As versões, não raras vezes, são desdenhadas, relegadas a algo menor. Bob Dylan fez uso de uma prática comum e, até mesmo aceita, no mundo do blues e do folk que é o empréstimo. Segundo alguns estudiosos, foi justamente essa técnica da apropriação que um músico fazia de trechos de letra, ou de uma frase melódica aqui outra ali o responsável por ter mantido a salvo certas canções que, do contrário, teriam se perdido, visto que a quase totalidade dos blueseiros e músicos do folk não anotavam as suas composições, já que não dominavam a técnica da anotação em partitura.
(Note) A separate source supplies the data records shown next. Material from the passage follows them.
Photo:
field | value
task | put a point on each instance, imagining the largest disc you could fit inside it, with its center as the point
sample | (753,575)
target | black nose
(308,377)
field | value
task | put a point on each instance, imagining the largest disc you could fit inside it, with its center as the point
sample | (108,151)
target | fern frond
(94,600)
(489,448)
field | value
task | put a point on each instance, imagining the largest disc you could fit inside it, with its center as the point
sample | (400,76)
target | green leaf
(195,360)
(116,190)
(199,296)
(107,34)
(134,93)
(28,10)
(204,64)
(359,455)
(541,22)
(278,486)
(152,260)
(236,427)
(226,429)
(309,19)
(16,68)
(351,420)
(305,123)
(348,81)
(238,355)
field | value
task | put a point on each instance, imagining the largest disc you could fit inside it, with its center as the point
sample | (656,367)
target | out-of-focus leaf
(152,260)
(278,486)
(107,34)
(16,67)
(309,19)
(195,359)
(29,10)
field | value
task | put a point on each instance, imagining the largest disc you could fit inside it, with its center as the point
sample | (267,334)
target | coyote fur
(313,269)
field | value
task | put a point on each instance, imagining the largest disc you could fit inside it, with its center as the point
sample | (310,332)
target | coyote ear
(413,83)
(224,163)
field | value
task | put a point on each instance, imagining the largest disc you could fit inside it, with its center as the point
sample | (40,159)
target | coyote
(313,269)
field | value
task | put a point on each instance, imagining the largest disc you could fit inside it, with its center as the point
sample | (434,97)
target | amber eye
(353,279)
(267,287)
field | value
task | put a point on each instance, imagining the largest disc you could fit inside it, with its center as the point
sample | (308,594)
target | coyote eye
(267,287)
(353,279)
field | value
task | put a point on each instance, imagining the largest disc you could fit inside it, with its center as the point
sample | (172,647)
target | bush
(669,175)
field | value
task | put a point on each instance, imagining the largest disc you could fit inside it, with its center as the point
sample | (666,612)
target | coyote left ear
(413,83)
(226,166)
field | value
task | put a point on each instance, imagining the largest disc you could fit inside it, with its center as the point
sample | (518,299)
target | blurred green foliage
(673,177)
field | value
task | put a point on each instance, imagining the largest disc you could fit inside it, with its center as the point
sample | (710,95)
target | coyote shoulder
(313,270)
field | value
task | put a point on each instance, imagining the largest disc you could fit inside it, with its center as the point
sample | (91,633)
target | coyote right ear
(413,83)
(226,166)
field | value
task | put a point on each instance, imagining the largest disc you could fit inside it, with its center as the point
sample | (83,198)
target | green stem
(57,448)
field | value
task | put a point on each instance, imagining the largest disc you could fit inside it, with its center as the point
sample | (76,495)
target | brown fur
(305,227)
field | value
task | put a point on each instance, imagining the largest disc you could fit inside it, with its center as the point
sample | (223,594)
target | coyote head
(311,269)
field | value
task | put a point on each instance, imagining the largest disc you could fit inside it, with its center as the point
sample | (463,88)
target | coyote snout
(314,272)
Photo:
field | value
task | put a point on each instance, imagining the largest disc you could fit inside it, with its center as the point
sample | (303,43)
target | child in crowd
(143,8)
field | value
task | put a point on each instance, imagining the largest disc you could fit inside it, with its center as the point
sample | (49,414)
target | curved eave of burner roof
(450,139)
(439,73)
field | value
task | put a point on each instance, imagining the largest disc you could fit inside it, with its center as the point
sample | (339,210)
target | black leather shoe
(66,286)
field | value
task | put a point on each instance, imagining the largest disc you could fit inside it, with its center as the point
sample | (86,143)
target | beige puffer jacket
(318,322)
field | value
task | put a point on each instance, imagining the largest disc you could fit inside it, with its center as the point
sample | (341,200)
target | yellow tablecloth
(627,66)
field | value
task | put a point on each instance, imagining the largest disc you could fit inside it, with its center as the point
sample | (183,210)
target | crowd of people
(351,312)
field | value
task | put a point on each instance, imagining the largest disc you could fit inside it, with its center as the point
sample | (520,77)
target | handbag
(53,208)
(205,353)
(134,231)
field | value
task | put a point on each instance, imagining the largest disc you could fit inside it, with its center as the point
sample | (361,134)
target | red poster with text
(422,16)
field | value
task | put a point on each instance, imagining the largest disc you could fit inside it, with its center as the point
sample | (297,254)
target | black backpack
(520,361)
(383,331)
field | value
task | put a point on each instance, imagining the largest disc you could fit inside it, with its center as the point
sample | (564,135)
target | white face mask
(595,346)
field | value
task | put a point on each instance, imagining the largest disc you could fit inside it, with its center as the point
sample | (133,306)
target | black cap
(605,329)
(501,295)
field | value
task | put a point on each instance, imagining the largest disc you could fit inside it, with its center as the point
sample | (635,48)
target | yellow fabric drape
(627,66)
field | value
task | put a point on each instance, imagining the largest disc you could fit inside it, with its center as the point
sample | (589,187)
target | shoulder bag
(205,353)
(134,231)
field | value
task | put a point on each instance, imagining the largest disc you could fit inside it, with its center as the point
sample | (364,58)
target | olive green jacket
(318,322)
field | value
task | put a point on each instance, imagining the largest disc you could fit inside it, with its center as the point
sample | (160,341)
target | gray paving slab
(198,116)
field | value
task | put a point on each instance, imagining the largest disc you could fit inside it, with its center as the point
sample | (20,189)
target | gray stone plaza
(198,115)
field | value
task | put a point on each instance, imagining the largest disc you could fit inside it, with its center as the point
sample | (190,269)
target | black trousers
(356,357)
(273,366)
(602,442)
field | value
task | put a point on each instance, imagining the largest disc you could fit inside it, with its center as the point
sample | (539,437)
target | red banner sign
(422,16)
A canção que catapultou a carreira do jovem Robert Zimmerman foi exatamente um exemplo disto; Blowin’ In The Wind é, na verdade, uma adaptação de uma canção do tempo da Escravidão chamada No More Auction Block. “Auction block” era o nome dado à plataforma elevada na qual os escravos à venda ficavam expostos durante o leilão. Em pé, e expostos aos compradores, eles poderiam ser mais bem avaliados e negociados. Dylan aproveitou a mesma melodia, inserindo uma letra com uma temática mais atual, e, convém também creditar, um refrão que não havia no original. Importante salientar que Dylan nunca negou os tais empréstimos, como tão bem escreveu Daniel Mark Epstein, as canções do Dylan viajam “no chassi de uma velha melodia” embora “as palavras, o tema e a estrutura eram estranhos” (Epstein, 2012, p. 35). Dylan se intitulava “um expedicionário musical”, para quem os direitos de propriedade eram provisórios (Epstein, 2012, p. 74). Dylan voltaria a essa técnica do palimpsesto diversas vezes ao longo da carreira: Hard Rain’s Gonna Fall e suas semelhanças com Lord Randal, With God on our Side ecoando Patriot Game do Liam Clancy, I Dreamed I Saw St. Augustine lembrando Joe Hill do Robinson & Hayes, e Girl From the North Country e suas claras referências ao Scarborough Fair são apenas alguns dos casos mais conhecidos.
Traduzir mantendo o andamento melódico da canção e ainda assim não destoar da narrativa não é, de modo algum, uma tarefa fácil. O fato dos tradutores serem também compositores diz muito quando se leva em conta o resultado excepcional de cada versão. Traduzir a palavra impressa, inanimada, aquela palavra presa ao papel é uma coisa, já traduzir esta mesma palavra para o formato da canção, em que a palavra flutua e rodopia no ar, é algo bem distinto.
Um detalhe que a mim chamou muito a atenção foi o espanto que muitos tiveram ao saber que tal ou qual canção era, na verdade, uma versão. O tal “espanto” é, a meu ver, um indício de uma tradução bem-sucedida de uma canção, visto que o ouvinte não tivera nenhum estranhamento ao ouvir a versão, o fato da versão conseguir manter certa naturalidade da prosódia conta muito a favor da mesma, ela não fica soando como uma mera transposição de uma língua a outra, mas é capaz de captar nuances que fazem com a canção pareça ter sido feito, desde a sua concepção, em língua portuguesa. O maior desafio daquele que traduz uma canção é que seu trabalho final não soe como uma paródia, sendo ou diminuída a categoria do risível ou odiada como uma afronta ou heresia que macula a obra original do artista.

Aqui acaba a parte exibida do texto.